Many people yearn to learn the keys for success and there is no shortage of advice out there on how to make great things happen.
There are the 33 Daily Habits Highly Successful People Have and advice on how The First 3 Hours of Your Day Can Dictate How Your Life Turns Out .
Much of the advice focuses on how we spend our mornings, what routines we need to follow to be highly successful, and how we can become high achievers.
Much of this wisdom is personalised to us through examples of what famous and successful people do.
We now know that Oprah journals every morning before doing anything else and reflects on life.
Author Tim Ferris has a morning training routine before he drinks special Chinese tea and does his journaling and meditation.
In fact, Ferris says “Meditation or mindfulness practice is really about, to me, decreasing emotional reactivity so you can proactively create your day and create your life”. Apparently 90% of high achievers perform some form of morning meditation.
Many of these insights are highly useful and following them is likely to offer opportunities to higher productivity in many ways.
But most often I find that they don’t really resonate with my everyday reality. This is because most of this advice does not consider the everyday context.
For example, the thought that your life is dictated by the first three hours of the day is pretty terrifying for anyone who has young children.
Even more so if you are a single parent with young kids, it’s extremely rare that you have the luxury to spend the morning in concentrated meditation, journaling your thoughts while enjoying the first cup of green tea in perfect harmony with the world, or to leave to work at 6 a.m. for those precious first 3 hours of the day…
More likely, we are awaken by the sound of small steps, someone climbing into our bed or ordering us to get up because they need to have a small yoghurt before watching Paw Patrol or Pete the Postman.

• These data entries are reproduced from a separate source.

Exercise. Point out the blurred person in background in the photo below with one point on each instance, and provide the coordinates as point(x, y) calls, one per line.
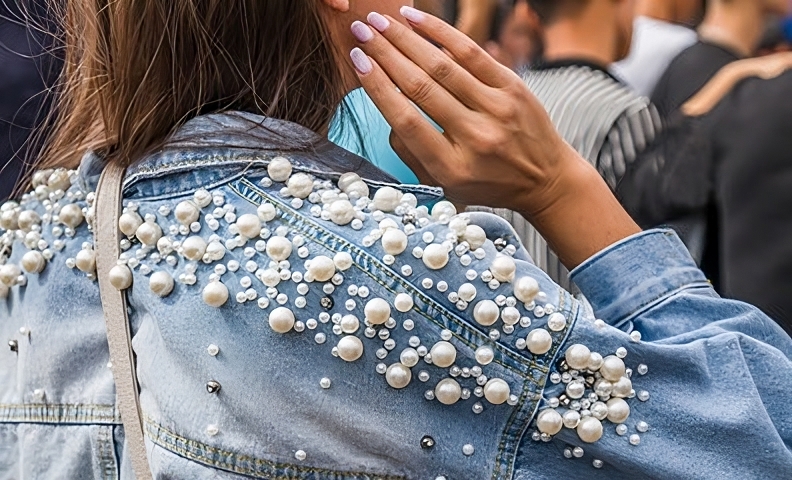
point(660, 33)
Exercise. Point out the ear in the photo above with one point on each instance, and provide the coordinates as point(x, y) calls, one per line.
point(337, 5)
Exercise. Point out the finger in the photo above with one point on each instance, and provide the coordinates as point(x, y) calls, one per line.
point(460, 47)
point(415, 83)
point(422, 138)
point(445, 71)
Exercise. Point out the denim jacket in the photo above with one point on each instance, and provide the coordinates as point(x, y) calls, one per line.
point(291, 322)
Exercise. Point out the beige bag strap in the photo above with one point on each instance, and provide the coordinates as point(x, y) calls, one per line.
point(114, 304)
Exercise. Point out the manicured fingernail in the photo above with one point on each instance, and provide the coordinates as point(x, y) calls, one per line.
point(378, 21)
point(412, 14)
point(362, 32)
point(361, 61)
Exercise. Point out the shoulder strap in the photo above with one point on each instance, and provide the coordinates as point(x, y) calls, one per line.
point(114, 305)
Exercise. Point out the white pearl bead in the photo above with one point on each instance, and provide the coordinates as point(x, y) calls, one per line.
point(341, 212)
point(549, 421)
point(85, 260)
point(128, 223)
point(343, 261)
point(448, 391)
point(149, 233)
point(161, 283)
point(475, 236)
point(618, 410)
point(281, 320)
point(350, 348)
point(435, 256)
point(443, 354)
point(215, 294)
point(279, 169)
point(496, 391)
point(398, 376)
point(377, 311)
point(322, 268)
point(612, 368)
point(120, 277)
point(539, 341)
point(279, 248)
point(249, 225)
point(589, 429)
point(486, 312)
point(33, 262)
point(300, 185)
point(485, 355)
point(394, 241)
point(503, 268)
point(193, 248)
point(387, 199)
point(403, 302)
point(526, 289)
point(186, 212)
point(578, 356)
point(71, 215)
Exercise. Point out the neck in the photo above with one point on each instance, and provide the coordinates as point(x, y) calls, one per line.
point(737, 25)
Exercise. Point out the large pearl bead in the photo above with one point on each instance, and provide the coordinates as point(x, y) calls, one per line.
point(161, 284)
point(612, 368)
point(394, 241)
point(71, 215)
point(33, 262)
point(398, 376)
point(193, 248)
point(539, 341)
point(279, 169)
point(120, 277)
point(486, 312)
point(85, 260)
point(435, 256)
point(377, 311)
point(448, 391)
point(526, 289)
point(341, 212)
point(589, 429)
point(350, 348)
point(496, 391)
point(186, 212)
point(149, 233)
point(322, 268)
point(279, 248)
point(549, 421)
point(503, 268)
point(443, 354)
point(215, 294)
point(578, 356)
point(387, 199)
point(475, 236)
point(618, 410)
point(249, 225)
point(281, 320)
point(300, 185)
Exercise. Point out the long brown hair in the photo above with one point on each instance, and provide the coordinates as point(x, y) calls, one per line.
point(137, 69)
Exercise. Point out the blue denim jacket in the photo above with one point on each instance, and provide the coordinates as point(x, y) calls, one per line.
point(303, 331)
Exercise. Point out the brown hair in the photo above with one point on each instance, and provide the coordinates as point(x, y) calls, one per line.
point(137, 69)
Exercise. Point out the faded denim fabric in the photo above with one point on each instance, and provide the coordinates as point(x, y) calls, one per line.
point(718, 380)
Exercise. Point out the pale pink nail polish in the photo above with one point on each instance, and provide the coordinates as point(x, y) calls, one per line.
point(412, 14)
point(362, 32)
point(378, 21)
point(361, 61)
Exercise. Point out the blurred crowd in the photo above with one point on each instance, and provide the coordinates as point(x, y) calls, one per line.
point(684, 106)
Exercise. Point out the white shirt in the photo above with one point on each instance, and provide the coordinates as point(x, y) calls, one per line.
point(655, 44)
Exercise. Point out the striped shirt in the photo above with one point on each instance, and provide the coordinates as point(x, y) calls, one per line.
point(598, 116)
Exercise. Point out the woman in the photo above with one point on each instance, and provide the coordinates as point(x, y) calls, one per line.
point(294, 320)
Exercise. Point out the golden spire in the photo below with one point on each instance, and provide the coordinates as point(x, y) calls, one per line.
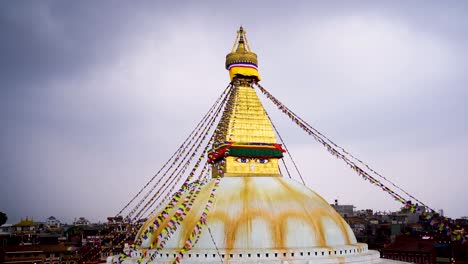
point(242, 61)
point(245, 142)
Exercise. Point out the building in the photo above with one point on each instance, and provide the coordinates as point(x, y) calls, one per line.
point(39, 254)
point(53, 222)
point(81, 222)
point(246, 212)
point(343, 209)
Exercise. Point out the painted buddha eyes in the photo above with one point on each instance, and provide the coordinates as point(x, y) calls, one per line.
point(245, 160)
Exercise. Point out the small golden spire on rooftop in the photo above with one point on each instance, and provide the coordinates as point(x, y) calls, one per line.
point(242, 61)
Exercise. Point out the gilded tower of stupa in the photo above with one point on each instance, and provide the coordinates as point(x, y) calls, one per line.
point(257, 215)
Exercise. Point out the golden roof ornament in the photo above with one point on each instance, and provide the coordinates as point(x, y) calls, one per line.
point(242, 62)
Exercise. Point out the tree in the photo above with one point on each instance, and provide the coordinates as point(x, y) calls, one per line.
point(3, 218)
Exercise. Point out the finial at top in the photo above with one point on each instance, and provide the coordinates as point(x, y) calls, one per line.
point(242, 61)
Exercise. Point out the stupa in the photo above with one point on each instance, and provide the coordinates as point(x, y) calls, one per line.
point(249, 212)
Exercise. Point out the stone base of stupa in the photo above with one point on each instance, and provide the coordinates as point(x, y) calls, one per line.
point(358, 253)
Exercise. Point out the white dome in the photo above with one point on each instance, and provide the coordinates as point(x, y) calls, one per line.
point(259, 213)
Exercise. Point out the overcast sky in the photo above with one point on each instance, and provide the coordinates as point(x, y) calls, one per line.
point(96, 95)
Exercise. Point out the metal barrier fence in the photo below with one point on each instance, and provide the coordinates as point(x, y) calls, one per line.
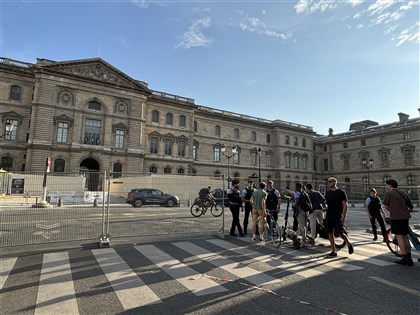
point(65, 211)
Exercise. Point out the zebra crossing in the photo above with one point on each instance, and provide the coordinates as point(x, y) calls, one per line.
point(141, 276)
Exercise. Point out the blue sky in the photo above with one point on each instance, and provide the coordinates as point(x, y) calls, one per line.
point(319, 63)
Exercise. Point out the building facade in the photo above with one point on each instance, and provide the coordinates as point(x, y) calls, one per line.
point(88, 117)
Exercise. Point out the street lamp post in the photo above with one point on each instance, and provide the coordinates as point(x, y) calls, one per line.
point(9, 128)
point(259, 164)
point(229, 156)
point(368, 164)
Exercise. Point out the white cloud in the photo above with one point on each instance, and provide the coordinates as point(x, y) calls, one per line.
point(255, 25)
point(194, 37)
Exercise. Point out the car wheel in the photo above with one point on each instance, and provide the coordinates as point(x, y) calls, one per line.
point(138, 203)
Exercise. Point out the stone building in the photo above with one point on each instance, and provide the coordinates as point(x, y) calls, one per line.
point(88, 117)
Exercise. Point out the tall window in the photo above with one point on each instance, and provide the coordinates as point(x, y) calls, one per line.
point(384, 159)
point(155, 116)
point(169, 119)
point(217, 154)
point(287, 160)
point(153, 145)
point(195, 148)
point(6, 163)
point(13, 133)
point(408, 156)
point(182, 144)
point(346, 163)
point(62, 132)
point(253, 158)
point(325, 164)
point(15, 92)
point(304, 163)
point(59, 165)
point(236, 133)
point(253, 136)
point(119, 138)
point(168, 146)
point(410, 180)
point(182, 120)
point(116, 170)
point(268, 159)
point(92, 131)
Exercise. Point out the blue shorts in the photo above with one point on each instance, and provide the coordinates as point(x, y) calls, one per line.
point(399, 227)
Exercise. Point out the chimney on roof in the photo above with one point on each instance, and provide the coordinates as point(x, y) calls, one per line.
point(403, 117)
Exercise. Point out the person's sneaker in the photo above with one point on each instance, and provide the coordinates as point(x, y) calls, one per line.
point(331, 255)
point(351, 250)
point(310, 241)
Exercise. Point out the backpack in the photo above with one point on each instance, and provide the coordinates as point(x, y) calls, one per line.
point(305, 202)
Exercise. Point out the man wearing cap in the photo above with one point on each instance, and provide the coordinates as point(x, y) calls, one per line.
point(399, 205)
point(373, 208)
point(336, 200)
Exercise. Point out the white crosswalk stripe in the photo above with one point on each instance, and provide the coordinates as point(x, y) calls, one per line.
point(237, 257)
point(124, 281)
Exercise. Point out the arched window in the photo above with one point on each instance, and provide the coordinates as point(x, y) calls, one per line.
point(117, 170)
point(155, 116)
point(6, 163)
point(59, 165)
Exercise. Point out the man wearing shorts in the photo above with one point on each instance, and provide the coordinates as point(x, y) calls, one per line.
point(336, 200)
point(399, 205)
point(258, 212)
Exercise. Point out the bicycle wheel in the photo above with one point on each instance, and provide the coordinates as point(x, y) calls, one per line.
point(276, 235)
point(391, 242)
point(196, 210)
point(216, 209)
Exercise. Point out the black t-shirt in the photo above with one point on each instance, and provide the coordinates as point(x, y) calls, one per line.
point(335, 200)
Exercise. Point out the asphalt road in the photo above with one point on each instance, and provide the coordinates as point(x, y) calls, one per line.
point(204, 274)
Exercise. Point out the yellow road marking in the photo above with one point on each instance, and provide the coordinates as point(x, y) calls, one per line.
point(396, 285)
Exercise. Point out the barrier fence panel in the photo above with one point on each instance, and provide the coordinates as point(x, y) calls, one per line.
point(65, 209)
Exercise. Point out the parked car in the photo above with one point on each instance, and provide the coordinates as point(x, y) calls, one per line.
point(218, 195)
point(150, 196)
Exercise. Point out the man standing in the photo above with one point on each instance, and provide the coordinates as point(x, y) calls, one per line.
point(273, 201)
point(258, 212)
point(234, 196)
point(316, 215)
point(399, 205)
point(373, 208)
point(336, 200)
point(299, 212)
point(246, 203)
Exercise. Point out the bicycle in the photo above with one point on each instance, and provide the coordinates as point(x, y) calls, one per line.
point(199, 208)
point(272, 231)
point(286, 231)
point(391, 242)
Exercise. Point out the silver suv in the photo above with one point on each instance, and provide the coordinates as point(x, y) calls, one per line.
point(150, 196)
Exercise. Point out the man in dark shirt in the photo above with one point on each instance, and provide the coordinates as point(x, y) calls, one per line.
point(336, 200)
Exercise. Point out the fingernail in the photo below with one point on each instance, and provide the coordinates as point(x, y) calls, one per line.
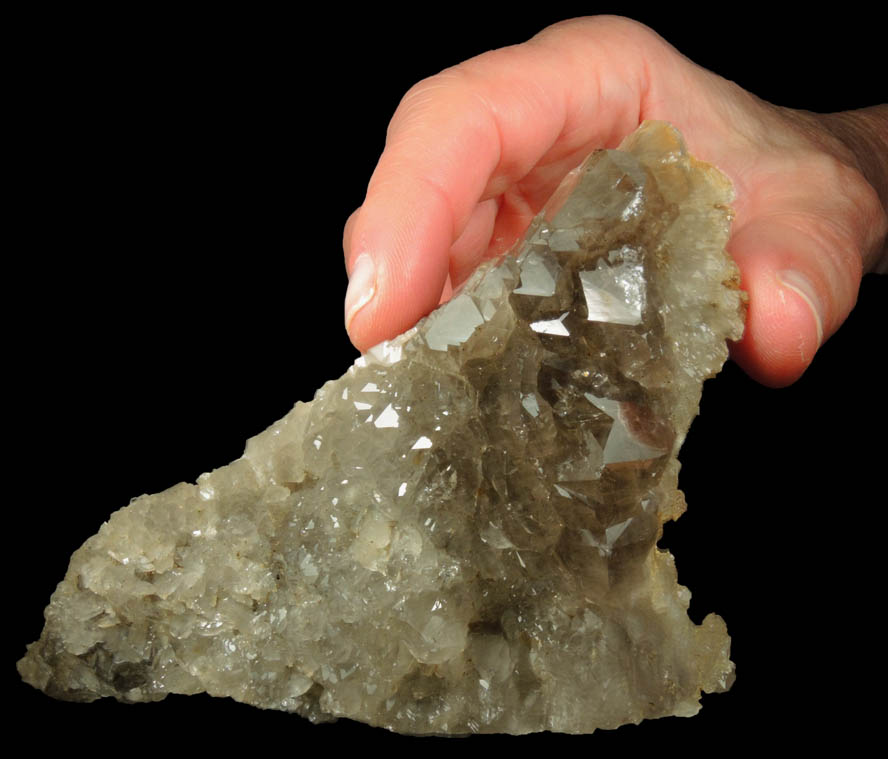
point(361, 287)
point(801, 285)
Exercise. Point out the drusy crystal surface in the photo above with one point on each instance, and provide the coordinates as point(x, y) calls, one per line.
point(458, 535)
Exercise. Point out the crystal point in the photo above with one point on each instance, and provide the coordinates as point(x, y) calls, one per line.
point(460, 534)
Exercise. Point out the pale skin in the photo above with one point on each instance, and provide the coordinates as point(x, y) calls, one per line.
point(474, 152)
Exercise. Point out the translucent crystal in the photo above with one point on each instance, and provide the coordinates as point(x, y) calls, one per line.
point(458, 535)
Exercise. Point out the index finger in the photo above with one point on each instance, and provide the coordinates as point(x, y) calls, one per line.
point(519, 117)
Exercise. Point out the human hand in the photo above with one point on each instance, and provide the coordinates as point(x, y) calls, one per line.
point(473, 153)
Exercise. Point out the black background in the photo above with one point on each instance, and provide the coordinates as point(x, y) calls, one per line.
point(180, 285)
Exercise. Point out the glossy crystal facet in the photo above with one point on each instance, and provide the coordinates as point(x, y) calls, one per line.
point(459, 535)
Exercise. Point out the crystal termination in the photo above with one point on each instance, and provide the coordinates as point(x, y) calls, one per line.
point(459, 535)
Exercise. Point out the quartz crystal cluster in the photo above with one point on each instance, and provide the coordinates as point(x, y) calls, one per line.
point(460, 534)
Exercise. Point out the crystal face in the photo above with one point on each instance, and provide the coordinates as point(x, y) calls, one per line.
point(458, 535)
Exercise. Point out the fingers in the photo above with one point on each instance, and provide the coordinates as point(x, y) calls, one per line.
point(471, 134)
point(800, 250)
point(798, 295)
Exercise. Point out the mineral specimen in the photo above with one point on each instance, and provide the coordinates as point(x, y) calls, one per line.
point(459, 535)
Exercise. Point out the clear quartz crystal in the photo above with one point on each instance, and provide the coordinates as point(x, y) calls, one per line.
point(459, 535)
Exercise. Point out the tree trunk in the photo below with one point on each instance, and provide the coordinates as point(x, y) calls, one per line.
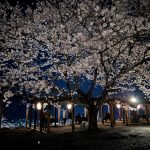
point(92, 119)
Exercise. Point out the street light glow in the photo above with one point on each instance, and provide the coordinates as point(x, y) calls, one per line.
point(138, 106)
point(133, 99)
point(118, 105)
point(69, 106)
point(39, 106)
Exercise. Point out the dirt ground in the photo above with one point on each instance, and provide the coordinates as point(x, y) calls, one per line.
point(132, 137)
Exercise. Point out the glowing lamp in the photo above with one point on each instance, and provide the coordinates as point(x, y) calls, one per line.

The next steps after a speedy and messy breakfast include helping the child to dress for daycare/school, arguing which shirt they should be wearing (why is the Spiderman shirt always in the wash?), finding their shoes, then again finding the child, and trying to keep the child dressed wearing shoes while we change from our pyjamas to work clothes.
So what does this alternative morning routine mean for high success and innovation? Firstly, as Dave Stachowiak would tell you: pack the lunches the night before.
I would add: make sure the shoes are visible and can be fetched easily by the child. Ideally, send the child to fetch the shoes while you dress as this will save you time and give him/her a designated task even if it’s only for a few minutes. That at least decreases the chances that you will be late from work even if only slightly.
The point here is that much of the advice we read and are given is coming from people whose lives are often vastly different from the everyday constraints that the majority of us have in our lives.
Our lives are often shaded with sleep deprivation for having young children, a chronic illness where you can’t even plan your next day, when your relationship breaks up and you are left to care for a young baby without a job, when you are depressed, or have a major addiction in your life.
At some point people should just start writing blogs on how they actually manage their mornings and how they’ve found strategies and skills for themselves that can be helpful for others who don’t own a million dollar mansion, and don’t have a dedicated cleaner, cook and gardeners at hand.
Real world advice for real world people.
Of course me drinking green tea in my pyjamas and writing down my early morning thoughts is not as fascinating and inspirational as Oprah drinking her special tea in a silk gown and capturing her thoughts.
What delights me is that I don’t have to keep believing that if I don’t perfect my morning routine according to the stereotype of success, my life won’t turn out as it’s supposed to be. Much of this delight comes from reading research on the role of intuition and the way our brain really works.
Most of our profound and innovative thinking is actually done by our unconscious while we are focused on more mundane tasks.
The Heureka moments of creativity and innovation do not come suddenly but often take years of thinking, trying and failures that then crystallise in a new realisation.
So while meditating and journaling in the morning are clearly good for you and can enable you to become more focused, they don’t necessarily determine what your life turns out like.
I think that insights and our most profound challenges lie in between what we learn about things in theory and what our everyday life is like.
This also applies to science: while there are many scientific theories and accumulated wisdom in how things should work, we need to look at the real world contexts where such theory is implemented and ask ourselves which parts of that theory make sense in the first place.
We can put a lot of faith in ideas and theories without being critical about how they work on the ground.
Bottom line is, whatever theories and advice you read and follow, take the things that work for you in your situation and practice self-compassion.
It’s ok if you can’t do 30 minute of meditation in the morning or hate keeping a journal.
I would love to do both but my small steps come fairly early and that is just how it is for now.
My saving grace has been focus my attention on my evenings and do my reflecting then. Context is where theory and advice are made real and that is different for each and everyone.
Gathering aggregated lessons on high achievers is of course worthwhile (they must be doing something right) but so is finding your own routine and making the best of life under your constraints.